Céline s’occupe à la fois de son homme et d’Emilie, qui sont allongés maintenant. Second mauvais moment pour moi : elle veut encore que je la prenne. Seulement, c’est moi qui assure maintenant, pas avec ma queue molle, avec ma tête. Je la branle du mieux que je peux. Puis je lui enfile deux doigts délicatement afin de remplacer ma bite hors service. Je la masse et la pilonne avec la plus d’amour que je peux. Et c’est le bonheur. Céline nous dit crescendo la montée de son plaisir. Emilie, plus discrètement, nous averti qu’elle va prendre son pied pour la seconde fois sous les doigts experts de Céline. Je baise Céline avec mes doigts, attentif pour ne pas faire de bêtises, pour l’accompagner au mieux dans son plaisir. Je branle ma queue à moitié molle avec ma main droite. Je ne bande toujours pas mais le plaisir est là. Le sperme monte doucement en même temps que l’intensité des gémissements de Céline et d’Emilie. Orgasme partagé, à trois. Je gicle un peu partout sur les fesses de Céline. Bonheur.
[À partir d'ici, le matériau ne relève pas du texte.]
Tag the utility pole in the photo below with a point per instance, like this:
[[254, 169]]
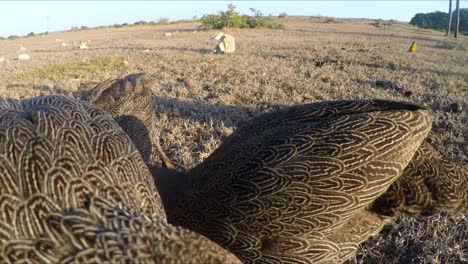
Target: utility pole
[[450, 19], [458, 19]]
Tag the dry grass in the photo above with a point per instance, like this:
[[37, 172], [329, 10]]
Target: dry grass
[[202, 96]]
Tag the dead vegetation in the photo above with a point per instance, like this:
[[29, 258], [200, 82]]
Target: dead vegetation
[[202, 97]]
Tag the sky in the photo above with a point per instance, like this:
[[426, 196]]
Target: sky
[[22, 17]]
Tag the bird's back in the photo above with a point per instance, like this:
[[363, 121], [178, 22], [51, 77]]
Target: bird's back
[[73, 188], [283, 186]]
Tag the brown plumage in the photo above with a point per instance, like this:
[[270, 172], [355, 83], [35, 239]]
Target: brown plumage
[[294, 185], [130, 101], [429, 184], [74, 189]]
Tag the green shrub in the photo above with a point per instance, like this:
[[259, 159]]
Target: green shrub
[[232, 19]]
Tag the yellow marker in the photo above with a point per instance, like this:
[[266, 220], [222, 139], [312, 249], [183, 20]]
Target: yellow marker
[[412, 48]]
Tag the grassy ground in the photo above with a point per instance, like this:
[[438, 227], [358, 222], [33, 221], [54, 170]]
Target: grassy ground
[[203, 97]]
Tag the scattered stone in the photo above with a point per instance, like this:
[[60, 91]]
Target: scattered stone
[[226, 43], [456, 107], [397, 86], [23, 57], [83, 45], [46, 88]]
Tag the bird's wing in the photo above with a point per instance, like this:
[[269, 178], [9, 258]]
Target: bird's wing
[[73, 188], [300, 171]]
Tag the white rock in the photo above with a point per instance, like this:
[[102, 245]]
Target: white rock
[[23, 57], [83, 45]]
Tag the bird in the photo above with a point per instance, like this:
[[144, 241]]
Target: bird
[[130, 101], [412, 48], [74, 189], [429, 184], [295, 185]]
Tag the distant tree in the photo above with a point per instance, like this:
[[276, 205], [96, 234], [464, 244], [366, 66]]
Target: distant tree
[[458, 19], [450, 19], [439, 20], [232, 19]]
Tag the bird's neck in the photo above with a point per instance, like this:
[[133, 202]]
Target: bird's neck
[[172, 186]]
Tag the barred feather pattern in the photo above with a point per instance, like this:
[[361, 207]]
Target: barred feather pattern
[[293, 185], [74, 189], [429, 184]]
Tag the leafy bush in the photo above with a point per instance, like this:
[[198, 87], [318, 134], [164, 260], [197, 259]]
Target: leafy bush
[[232, 19]]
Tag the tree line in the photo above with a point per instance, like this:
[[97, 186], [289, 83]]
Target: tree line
[[439, 20]]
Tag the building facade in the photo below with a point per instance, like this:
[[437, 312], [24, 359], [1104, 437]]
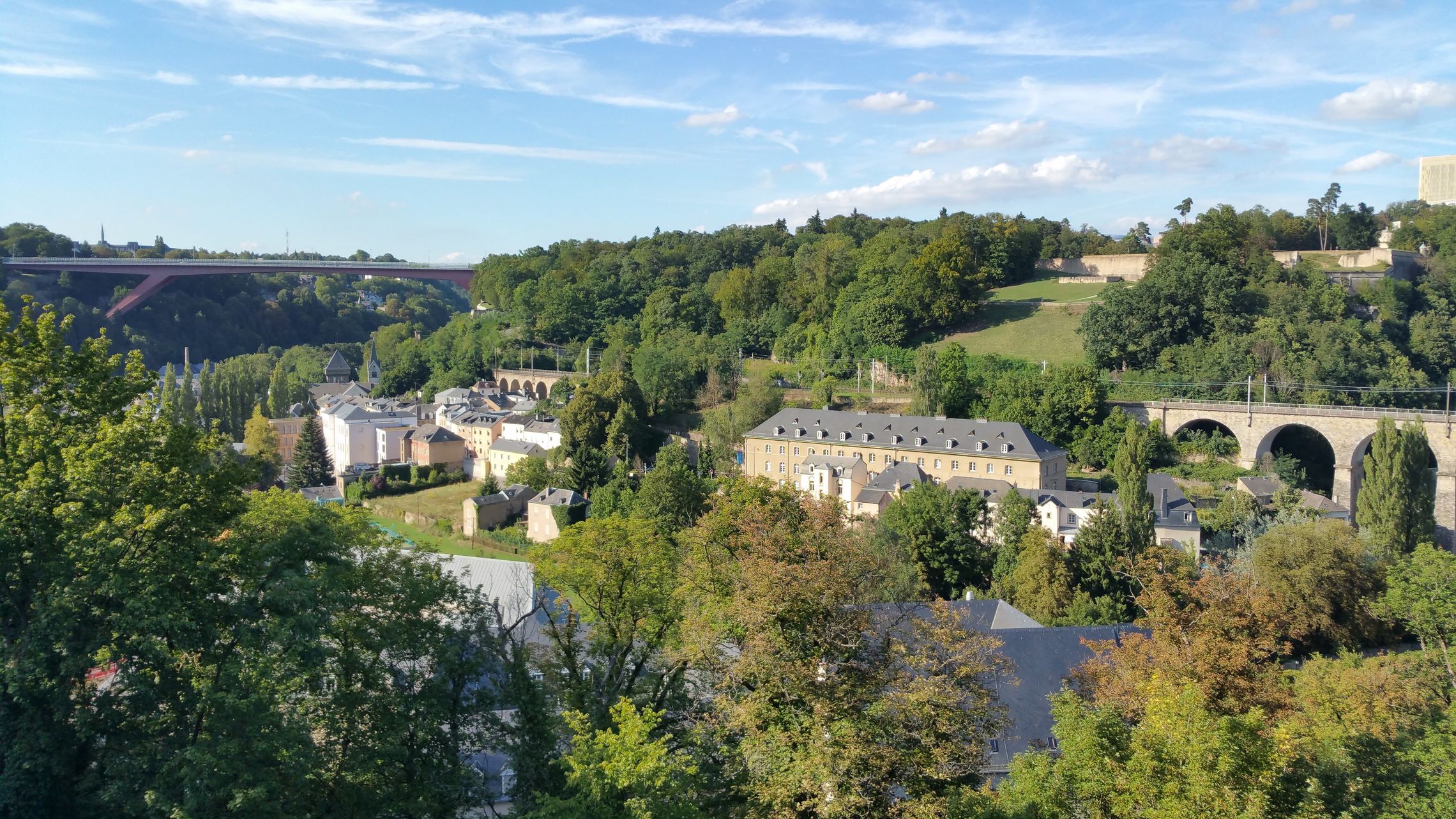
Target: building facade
[[943, 448], [1437, 180]]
Jérôme a envie de baiser Céline maintenant. Vu sa tête, elle n’a pas très envie. Mais elle va s’exécuter, pour faire plaisir à son amoureux. Je pense qu’elle aurait besoin de quelques minutes de repos – et ils les trouveront sûrement après notre départ. Nous nous embrassons. Nous nous remercions. Je ne peux m’empêcher de m’excuser auprès de Céline, même si cette dernière, avec un grand sourire, me remercie. Nous les quittons.

Au bar ensuite, encore d’autres choses, humaines, sexuelles, rien de très important, mais beaucoup de choses plaisantes, jusqu’à cinq heures du matin. Il faudrait écrire un roman pour raconter tout cela, et je ne suis pas romancier, je suis diariste, et c’est très bien comme ça.